There has been occasional chatter the last few years wrt instituting a seperate (Higher) level of tuition for Foreign.
But, as of now, Out of State is all the same - no matter how far out of state.

you are correct that they are just another type of "out of state" student. I have seen some schools squeezing more out of the international students by giving a smaller % on financial aid vs an American OOS students. not sure if PSU operates this way, but some of the Illinois direction schools do this.
 
They don't want to cut the cost. There's no incentive to cut cost in most major schools.

their market is not growing due to demographics. what is going on now is a competitive stress for the low to middle tier universities. they can fail. the small privates could see some bankruptcies. the big state flagships (i.e. PSU, tOSU, Indy, etc) and elite privates will survive. most have large funds that can be in part tapped for emergencies and capital projects. doubt if the state govt is going to let their flagship go down. the market should clear out the bottom feeders.

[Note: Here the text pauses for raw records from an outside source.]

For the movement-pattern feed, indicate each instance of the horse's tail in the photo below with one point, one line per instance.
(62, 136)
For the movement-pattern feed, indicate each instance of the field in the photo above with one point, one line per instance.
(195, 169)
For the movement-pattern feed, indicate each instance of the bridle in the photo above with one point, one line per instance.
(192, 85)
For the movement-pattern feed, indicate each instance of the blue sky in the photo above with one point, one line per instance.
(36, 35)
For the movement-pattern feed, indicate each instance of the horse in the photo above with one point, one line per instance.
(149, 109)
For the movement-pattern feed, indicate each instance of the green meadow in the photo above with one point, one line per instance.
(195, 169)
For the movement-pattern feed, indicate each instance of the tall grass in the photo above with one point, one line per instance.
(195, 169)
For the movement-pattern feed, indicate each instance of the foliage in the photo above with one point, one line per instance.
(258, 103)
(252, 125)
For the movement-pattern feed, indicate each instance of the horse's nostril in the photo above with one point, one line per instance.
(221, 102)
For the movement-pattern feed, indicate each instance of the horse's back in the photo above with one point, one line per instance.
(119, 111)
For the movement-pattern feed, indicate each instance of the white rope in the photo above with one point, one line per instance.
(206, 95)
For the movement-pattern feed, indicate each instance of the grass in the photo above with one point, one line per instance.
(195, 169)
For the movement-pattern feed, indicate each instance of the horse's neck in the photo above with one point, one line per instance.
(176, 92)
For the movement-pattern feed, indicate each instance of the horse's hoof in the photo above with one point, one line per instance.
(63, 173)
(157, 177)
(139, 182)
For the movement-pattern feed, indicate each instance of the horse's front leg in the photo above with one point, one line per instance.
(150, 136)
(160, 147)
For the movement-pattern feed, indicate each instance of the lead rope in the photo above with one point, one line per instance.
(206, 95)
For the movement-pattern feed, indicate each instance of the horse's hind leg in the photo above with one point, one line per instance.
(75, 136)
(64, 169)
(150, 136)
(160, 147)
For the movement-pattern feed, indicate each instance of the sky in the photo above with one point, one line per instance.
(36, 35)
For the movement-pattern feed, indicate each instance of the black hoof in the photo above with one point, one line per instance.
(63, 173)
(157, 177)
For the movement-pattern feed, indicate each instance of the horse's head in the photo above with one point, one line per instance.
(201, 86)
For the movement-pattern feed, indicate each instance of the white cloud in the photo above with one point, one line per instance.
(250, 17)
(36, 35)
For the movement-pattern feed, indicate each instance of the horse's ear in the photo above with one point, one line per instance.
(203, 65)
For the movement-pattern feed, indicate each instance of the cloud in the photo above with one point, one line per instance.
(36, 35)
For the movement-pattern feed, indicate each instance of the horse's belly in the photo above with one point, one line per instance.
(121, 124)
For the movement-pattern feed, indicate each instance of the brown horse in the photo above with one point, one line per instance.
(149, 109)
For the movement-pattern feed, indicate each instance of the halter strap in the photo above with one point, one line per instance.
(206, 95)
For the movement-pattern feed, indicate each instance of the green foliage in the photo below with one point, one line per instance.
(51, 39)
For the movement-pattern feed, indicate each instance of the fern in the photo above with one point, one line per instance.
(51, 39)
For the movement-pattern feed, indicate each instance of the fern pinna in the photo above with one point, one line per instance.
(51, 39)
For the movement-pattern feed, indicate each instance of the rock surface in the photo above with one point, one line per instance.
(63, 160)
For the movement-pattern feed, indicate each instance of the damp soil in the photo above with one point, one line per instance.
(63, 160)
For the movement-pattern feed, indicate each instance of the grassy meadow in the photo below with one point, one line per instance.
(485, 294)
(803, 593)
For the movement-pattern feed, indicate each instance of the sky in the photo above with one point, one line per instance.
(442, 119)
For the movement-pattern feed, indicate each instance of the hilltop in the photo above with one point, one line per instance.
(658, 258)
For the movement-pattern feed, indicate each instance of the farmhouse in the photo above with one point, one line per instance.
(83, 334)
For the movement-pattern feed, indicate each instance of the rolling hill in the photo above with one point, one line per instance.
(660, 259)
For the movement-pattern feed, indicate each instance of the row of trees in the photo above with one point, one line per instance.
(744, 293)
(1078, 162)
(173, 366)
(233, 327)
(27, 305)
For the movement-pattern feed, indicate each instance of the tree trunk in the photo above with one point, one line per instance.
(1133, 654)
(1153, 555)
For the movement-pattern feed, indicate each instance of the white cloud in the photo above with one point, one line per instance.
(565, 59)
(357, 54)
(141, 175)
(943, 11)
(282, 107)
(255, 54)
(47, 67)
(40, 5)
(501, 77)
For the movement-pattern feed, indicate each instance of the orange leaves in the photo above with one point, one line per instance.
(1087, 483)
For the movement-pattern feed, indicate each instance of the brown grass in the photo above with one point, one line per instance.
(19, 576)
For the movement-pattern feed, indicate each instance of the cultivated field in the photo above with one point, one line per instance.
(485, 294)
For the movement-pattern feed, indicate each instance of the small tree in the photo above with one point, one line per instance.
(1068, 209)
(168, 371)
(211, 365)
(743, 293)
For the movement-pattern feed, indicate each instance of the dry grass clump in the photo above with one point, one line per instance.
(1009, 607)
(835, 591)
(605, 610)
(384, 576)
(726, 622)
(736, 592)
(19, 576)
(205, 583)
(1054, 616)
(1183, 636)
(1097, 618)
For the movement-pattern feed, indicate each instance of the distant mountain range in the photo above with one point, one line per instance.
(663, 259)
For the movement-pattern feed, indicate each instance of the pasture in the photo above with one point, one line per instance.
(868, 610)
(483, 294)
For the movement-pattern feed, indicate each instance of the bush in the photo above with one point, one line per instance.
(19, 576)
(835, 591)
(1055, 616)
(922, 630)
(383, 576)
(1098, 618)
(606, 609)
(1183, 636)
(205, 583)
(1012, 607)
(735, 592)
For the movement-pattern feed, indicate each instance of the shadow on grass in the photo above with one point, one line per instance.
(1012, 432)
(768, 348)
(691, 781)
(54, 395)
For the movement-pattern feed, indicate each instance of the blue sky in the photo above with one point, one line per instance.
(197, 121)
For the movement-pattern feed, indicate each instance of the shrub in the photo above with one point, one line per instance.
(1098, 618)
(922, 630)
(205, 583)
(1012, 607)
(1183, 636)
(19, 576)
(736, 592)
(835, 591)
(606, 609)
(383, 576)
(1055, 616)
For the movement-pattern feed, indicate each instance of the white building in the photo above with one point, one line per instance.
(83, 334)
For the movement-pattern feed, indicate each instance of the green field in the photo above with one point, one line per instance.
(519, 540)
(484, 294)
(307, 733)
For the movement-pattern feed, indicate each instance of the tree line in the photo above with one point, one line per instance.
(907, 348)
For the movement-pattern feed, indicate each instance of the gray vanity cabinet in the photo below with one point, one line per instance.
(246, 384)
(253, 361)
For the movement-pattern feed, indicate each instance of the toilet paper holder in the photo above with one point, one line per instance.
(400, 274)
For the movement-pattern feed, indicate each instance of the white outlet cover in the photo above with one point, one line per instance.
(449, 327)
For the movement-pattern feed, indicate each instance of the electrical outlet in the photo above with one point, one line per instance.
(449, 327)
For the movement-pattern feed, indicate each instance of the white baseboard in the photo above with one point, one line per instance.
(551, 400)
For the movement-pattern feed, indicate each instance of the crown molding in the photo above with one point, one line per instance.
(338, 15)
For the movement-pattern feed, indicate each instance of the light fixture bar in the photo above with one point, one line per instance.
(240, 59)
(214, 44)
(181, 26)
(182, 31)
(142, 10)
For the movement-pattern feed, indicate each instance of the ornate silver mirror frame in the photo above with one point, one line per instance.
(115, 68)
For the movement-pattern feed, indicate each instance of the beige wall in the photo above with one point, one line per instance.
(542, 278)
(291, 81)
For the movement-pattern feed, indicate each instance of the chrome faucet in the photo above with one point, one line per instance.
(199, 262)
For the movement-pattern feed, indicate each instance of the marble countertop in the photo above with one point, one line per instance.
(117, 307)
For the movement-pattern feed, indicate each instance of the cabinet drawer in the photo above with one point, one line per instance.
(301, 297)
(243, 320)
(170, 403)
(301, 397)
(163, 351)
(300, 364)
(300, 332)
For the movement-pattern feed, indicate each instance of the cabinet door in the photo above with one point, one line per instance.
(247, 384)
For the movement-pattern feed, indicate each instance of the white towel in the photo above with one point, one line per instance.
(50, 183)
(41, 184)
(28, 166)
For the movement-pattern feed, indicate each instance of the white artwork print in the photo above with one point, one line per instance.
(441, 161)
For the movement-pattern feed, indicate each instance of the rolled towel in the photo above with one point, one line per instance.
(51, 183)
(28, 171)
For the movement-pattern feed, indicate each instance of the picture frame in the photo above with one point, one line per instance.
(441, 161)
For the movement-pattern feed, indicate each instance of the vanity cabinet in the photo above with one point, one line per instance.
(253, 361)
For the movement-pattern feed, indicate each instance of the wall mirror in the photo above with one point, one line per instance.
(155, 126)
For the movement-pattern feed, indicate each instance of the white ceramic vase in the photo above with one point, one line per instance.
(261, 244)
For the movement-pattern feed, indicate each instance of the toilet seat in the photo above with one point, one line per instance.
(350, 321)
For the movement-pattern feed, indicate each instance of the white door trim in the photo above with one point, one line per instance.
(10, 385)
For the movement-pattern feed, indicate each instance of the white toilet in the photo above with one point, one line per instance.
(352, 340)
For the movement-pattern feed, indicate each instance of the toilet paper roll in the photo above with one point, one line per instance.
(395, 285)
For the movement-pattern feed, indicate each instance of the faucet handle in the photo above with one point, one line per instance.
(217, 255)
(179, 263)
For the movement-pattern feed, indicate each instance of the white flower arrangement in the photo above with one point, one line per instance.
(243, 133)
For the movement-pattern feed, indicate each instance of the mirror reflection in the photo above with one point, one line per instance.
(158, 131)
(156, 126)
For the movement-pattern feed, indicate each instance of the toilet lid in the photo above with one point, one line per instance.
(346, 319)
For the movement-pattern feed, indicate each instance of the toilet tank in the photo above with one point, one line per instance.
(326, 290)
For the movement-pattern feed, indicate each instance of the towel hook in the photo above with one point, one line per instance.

if you take a look at net cost of attendance per student (top line tuition and fees - discounts, scholies, etc + textbooks), there is a big separation between the market makers (like Harvard) and say Western Kentucky. you would be surprised how the lower schools have actually not kept up with inflation while the elites are escalating at multiples of inflation. the low end schools are starting to lose money as their net tuition is below costs. it is an ugly business for some.